本書から重要と思われる部分を抜粋すると、

人間活動とは、常に生産と再生産、創造と保守の矛盾に満ちた統一体である。
人間活動の明白な特徴は、活動それ自体の構造を複雑化し、質的に変えていく、新しい道具をたえまなく創造していくことにある。人間活動は、たんに個人の産物ではない。それは同時に、また不可分に、社会的な交換と社会的な分配でもある。言いかえれば、人間活動は常に、分業とルールによって支配される共同体の内部で生じるのである。
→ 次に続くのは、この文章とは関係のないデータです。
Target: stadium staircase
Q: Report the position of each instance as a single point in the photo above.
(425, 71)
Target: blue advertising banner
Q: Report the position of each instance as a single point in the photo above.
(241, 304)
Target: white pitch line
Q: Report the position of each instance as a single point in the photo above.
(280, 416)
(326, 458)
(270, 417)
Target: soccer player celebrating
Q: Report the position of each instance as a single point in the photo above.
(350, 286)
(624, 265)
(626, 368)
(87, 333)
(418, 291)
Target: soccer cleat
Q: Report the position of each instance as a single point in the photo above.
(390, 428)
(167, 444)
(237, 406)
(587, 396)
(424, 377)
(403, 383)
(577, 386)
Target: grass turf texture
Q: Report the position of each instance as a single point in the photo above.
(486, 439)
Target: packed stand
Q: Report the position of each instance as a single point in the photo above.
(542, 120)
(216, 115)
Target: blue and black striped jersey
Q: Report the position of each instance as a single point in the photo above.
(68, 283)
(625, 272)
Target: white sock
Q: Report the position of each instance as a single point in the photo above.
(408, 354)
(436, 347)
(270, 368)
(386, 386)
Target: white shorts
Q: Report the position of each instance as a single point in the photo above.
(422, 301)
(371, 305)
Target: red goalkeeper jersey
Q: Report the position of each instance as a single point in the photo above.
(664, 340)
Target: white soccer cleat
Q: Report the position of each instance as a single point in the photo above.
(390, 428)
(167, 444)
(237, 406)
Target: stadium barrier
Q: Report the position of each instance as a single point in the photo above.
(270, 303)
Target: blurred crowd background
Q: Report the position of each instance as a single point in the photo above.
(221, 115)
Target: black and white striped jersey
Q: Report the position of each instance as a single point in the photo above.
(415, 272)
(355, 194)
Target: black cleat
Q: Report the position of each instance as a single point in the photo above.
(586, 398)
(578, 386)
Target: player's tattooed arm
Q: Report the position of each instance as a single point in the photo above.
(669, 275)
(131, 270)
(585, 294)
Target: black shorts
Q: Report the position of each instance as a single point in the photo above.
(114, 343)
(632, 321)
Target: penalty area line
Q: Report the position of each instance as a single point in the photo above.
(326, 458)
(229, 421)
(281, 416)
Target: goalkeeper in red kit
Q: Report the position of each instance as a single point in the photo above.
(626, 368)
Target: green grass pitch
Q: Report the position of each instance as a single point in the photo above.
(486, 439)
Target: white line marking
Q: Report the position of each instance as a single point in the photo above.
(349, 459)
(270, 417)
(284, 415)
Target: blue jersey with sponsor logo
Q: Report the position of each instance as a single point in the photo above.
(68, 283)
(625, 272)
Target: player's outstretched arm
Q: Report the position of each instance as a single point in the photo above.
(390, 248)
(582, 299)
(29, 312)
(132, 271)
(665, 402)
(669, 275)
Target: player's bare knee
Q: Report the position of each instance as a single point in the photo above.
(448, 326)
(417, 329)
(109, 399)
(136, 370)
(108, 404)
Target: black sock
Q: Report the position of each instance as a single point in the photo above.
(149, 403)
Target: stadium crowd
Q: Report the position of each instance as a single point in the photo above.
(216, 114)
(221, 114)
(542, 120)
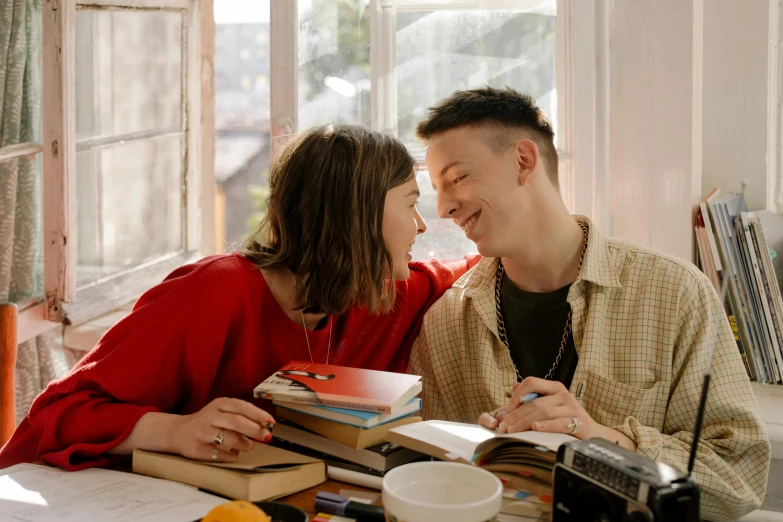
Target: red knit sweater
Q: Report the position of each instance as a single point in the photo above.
(210, 329)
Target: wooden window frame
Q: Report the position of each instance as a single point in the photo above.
(63, 302)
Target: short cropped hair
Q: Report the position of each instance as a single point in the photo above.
(324, 219)
(501, 116)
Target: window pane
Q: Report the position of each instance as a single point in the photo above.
(21, 179)
(241, 119)
(128, 205)
(128, 72)
(444, 51)
(443, 239)
(21, 228)
(334, 62)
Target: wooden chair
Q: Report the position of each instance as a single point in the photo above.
(8, 348)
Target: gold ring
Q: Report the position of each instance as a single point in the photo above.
(574, 425)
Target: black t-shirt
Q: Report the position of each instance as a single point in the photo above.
(534, 325)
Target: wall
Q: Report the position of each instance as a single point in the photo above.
(735, 97)
(651, 105)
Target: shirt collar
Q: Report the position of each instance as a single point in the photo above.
(597, 267)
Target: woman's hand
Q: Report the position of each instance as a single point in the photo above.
(237, 422)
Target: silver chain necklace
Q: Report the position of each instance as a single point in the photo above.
(502, 325)
(307, 338)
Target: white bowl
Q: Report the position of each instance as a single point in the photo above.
(435, 491)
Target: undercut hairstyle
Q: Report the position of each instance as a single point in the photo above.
(501, 118)
(324, 219)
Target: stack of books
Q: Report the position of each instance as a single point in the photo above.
(343, 415)
(522, 461)
(746, 247)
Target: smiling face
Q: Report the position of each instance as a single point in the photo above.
(481, 190)
(401, 224)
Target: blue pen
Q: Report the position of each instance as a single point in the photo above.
(528, 397)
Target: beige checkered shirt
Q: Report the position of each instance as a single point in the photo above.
(642, 325)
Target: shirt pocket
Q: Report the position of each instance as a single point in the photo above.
(609, 402)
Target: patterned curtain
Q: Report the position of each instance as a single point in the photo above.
(21, 258)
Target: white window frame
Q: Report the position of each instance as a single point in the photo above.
(775, 109)
(63, 302)
(575, 66)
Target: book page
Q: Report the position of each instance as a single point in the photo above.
(452, 437)
(30, 492)
(550, 441)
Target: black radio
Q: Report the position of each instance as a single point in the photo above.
(596, 480)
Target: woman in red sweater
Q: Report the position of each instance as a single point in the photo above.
(177, 375)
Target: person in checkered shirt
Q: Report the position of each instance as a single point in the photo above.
(614, 337)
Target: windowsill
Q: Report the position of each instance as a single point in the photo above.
(85, 336)
(769, 398)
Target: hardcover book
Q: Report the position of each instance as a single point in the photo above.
(340, 386)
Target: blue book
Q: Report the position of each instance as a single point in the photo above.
(361, 419)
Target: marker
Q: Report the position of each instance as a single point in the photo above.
(529, 397)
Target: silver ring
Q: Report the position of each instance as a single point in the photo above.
(574, 425)
(217, 440)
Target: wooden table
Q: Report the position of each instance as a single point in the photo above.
(305, 500)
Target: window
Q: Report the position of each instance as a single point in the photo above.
(119, 168)
(241, 119)
(382, 63)
(130, 139)
(21, 166)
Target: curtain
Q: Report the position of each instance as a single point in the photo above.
(21, 213)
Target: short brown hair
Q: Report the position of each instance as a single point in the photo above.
(324, 217)
(500, 114)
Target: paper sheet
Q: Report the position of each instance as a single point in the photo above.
(30, 492)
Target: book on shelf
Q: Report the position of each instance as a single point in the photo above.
(340, 386)
(381, 457)
(351, 436)
(742, 245)
(264, 473)
(523, 461)
(358, 418)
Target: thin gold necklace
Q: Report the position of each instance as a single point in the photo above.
(307, 338)
(501, 324)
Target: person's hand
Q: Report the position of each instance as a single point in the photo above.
(239, 422)
(491, 420)
(552, 412)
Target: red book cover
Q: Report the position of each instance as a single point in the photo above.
(340, 386)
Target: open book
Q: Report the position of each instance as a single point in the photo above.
(523, 461)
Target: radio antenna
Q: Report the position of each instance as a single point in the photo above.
(707, 373)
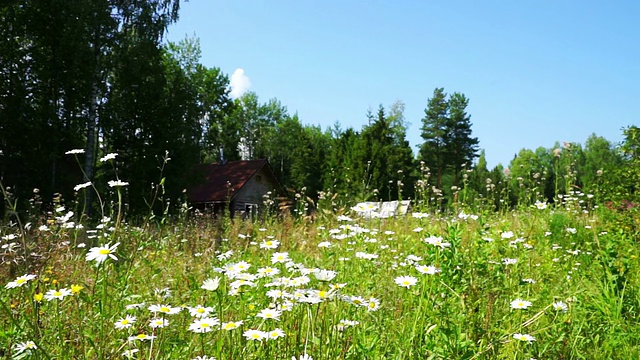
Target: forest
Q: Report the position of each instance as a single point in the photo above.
(99, 77)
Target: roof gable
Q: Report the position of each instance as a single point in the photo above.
(221, 182)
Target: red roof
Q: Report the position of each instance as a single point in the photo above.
(220, 182)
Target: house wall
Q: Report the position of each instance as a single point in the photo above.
(253, 190)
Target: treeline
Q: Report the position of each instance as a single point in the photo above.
(98, 76)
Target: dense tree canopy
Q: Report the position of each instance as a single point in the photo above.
(98, 76)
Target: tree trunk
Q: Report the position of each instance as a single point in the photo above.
(90, 147)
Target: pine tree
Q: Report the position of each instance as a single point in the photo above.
(462, 147)
(434, 133)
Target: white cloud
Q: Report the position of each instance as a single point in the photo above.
(240, 83)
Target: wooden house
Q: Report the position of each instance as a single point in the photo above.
(243, 186)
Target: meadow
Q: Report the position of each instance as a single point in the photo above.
(540, 282)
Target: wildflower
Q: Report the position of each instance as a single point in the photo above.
(524, 337)
(253, 334)
(125, 323)
(437, 241)
(507, 235)
(406, 281)
(269, 314)
(302, 357)
(74, 152)
(117, 183)
(158, 323)
(520, 304)
(269, 244)
(268, 271)
(165, 309)
(200, 311)
(325, 275)
(211, 284)
(81, 186)
(541, 205)
(275, 294)
(225, 255)
(75, 289)
(280, 258)
(57, 294)
(25, 346)
(108, 157)
(204, 325)
(101, 253)
(134, 306)
(428, 270)
(345, 324)
(141, 337)
(373, 304)
(276, 333)
(231, 325)
(21, 280)
(130, 353)
(560, 306)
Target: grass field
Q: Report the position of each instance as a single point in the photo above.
(539, 283)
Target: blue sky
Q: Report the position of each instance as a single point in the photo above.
(535, 72)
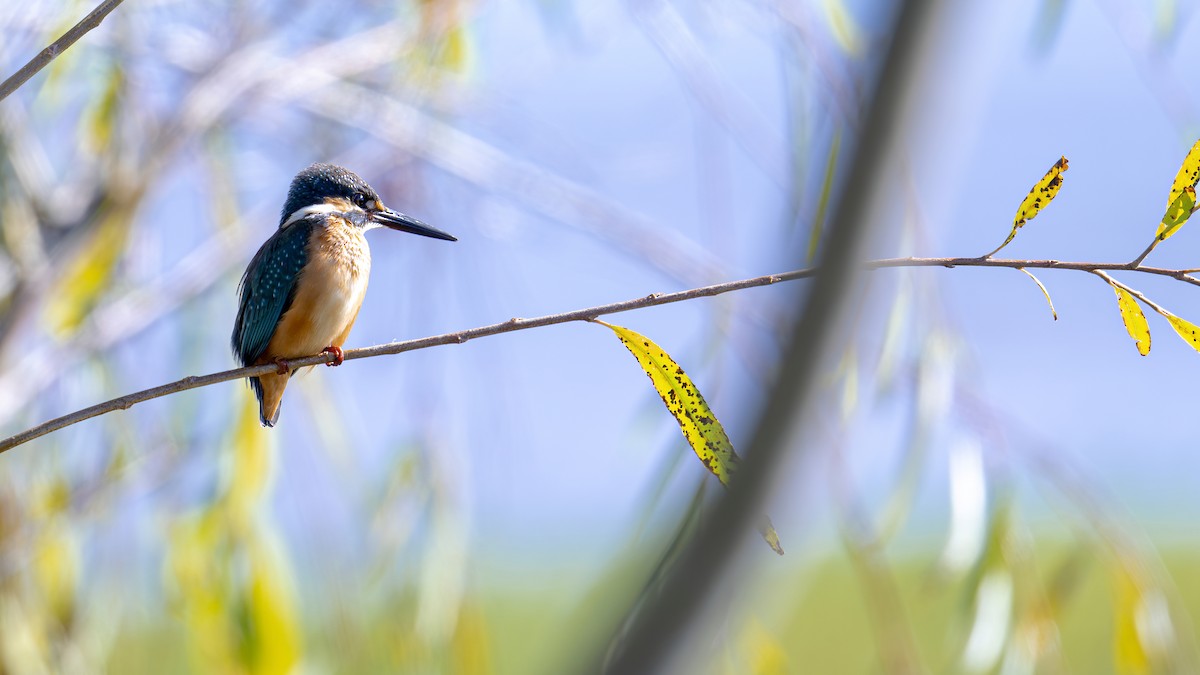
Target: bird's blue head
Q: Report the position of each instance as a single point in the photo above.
(329, 185)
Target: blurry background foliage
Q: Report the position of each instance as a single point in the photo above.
(991, 491)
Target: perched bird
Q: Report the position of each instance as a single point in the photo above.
(304, 287)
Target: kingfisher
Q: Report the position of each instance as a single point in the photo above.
(304, 287)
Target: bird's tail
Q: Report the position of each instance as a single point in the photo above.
(269, 392)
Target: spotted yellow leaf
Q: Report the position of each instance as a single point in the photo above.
(700, 426)
(1134, 320)
(1186, 329)
(1187, 175)
(1041, 195)
(1177, 213)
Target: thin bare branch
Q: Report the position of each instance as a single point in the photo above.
(587, 314)
(59, 46)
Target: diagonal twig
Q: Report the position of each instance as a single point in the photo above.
(59, 46)
(587, 314)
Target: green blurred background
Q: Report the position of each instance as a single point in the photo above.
(985, 490)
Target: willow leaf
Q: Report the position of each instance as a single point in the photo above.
(696, 419)
(1177, 213)
(1134, 320)
(1188, 330)
(1041, 195)
(1187, 175)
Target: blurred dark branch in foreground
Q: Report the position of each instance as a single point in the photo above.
(59, 46)
(587, 314)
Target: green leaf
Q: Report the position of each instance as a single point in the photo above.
(1177, 213)
(826, 191)
(697, 422)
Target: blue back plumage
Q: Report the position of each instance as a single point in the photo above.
(268, 288)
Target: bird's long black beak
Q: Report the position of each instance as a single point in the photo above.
(402, 222)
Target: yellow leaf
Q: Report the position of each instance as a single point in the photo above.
(1187, 175)
(250, 470)
(88, 274)
(844, 28)
(1177, 213)
(1041, 195)
(1134, 320)
(274, 634)
(1129, 652)
(57, 568)
(700, 426)
(762, 651)
(819, 219)
(1186, 329)
(100, 121)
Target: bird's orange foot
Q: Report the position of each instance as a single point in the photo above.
(339, 356)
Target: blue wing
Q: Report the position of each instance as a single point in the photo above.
(268, 288)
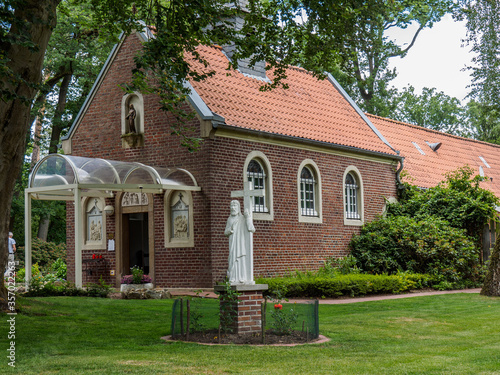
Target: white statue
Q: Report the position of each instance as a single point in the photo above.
(239, 229)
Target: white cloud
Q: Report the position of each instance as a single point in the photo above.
(436, 60)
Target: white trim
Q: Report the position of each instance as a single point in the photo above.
(176, 242)
(264, 162)
(360, 197)
(318, 199)
(93, 245)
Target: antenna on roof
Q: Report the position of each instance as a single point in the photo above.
(434, 146)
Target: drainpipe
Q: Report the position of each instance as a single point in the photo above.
(398, 174)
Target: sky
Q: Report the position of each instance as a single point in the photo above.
(436, 59)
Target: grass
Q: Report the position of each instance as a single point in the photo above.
(445, 334)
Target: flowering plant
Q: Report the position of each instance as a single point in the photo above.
(137, 277)
(129, 279)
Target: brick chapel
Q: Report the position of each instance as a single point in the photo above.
(322, 168)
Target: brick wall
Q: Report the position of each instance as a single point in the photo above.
(280, 245)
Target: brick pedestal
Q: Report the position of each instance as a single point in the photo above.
(247, 310)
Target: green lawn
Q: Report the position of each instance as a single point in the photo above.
(446, 334)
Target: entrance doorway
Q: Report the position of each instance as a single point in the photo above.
(136, 242)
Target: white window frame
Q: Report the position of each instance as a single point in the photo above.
(264, 212)
(304, 215)
(86, 205)
(349, 199)
(170, 197)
P168

「拡張による学習」の本質を言い表しているのでは。


新しい活動を促す源泉が、すでにある活動における内的矛盾であるというのは、成程なと思った。
この矛盾を新しい物へと転換する「道具」。それを人間が創り出す事が学習の一つの側面であるというのはいいね。

とても簡単に纏めると、
特定状況においてどのような行為をするかから、どのような状況かを判断して状況を変える学習は、個人ではなく集団の中で学ばれる……ということか。(これじゃ簡単すぎる纏めかな)


やはり一冊だけだとよく読みとれてないだろうから、類似の本も読んでみたい。
どうやら認知科学の状況論という分野らしい。
著者のサイトでは原文が全部掲載されています。太っ腹! 素晴らしい。